Field emission from Mo2C coated carbon nanosheets

Abstract

Carbon nanosheets have recently evolved into useful edge emitters with high emission current densities, low threshold electric fields, and long lifetimes. In addition to further improvement in these characteristics, good stability and repeatability are also essential for these materials to be suitable for high vacuum applications such as microwave tubes and flat panel displays. Since the work function of graphite, carbon nanotubes, and amorphous carbon is relatively high, 4.6–4.8eV, selective thin film coatings may offer significant advantages.

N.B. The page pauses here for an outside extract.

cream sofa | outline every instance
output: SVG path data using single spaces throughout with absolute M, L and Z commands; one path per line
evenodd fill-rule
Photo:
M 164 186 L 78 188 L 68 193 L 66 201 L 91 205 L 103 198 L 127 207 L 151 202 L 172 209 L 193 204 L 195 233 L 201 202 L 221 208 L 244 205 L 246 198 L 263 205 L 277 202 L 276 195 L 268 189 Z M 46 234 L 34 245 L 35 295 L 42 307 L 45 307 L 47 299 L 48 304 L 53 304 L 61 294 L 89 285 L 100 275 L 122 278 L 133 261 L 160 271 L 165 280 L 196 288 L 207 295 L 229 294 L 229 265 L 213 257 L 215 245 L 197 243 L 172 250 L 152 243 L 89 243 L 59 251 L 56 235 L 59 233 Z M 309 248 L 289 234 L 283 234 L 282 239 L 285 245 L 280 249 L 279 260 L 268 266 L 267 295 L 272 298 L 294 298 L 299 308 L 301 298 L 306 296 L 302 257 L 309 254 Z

Carbides are a good film choice for their corrosive resistance, chemical stability, and substantially lower work function. Approximately 3 ML (monolayer) (∼1nm) of molybdenum were deposited on carbon nanosheets by physical vapor deposition and the carbide (Mo2C) formed by heating to >200°C at 1×10−8Torr. The carbide stoichiometry was confirmed in situ by the characteristic Auger triple peak at 272eV. A stoichiometric Mo2C calibration sample was used to acquire the Auger electron spectroscopy asymmetric ratio of 0.7 and this was used to determine the carbide growth as a function of temperature (from room temperature to 1000°C). Field emission currents of up to 400μA were compared with uncoated CNS at a given electric field. The Mo2C∕CNS cathodes were shown to have greater than a factor of 100 increase in current and greater than 2V∕μm decrease in threshold. The Fowler-Nordheim plots were exceptionally linear and quite repeatable (correlation coefficient R2=0.999+). Using the slope and vertical intercept, an emission area for the 0.07cm2 Mo2C∕CNS dot sample was determined to be ∼3×10−9cm2 and the field enhancement factor was found to be β∼530.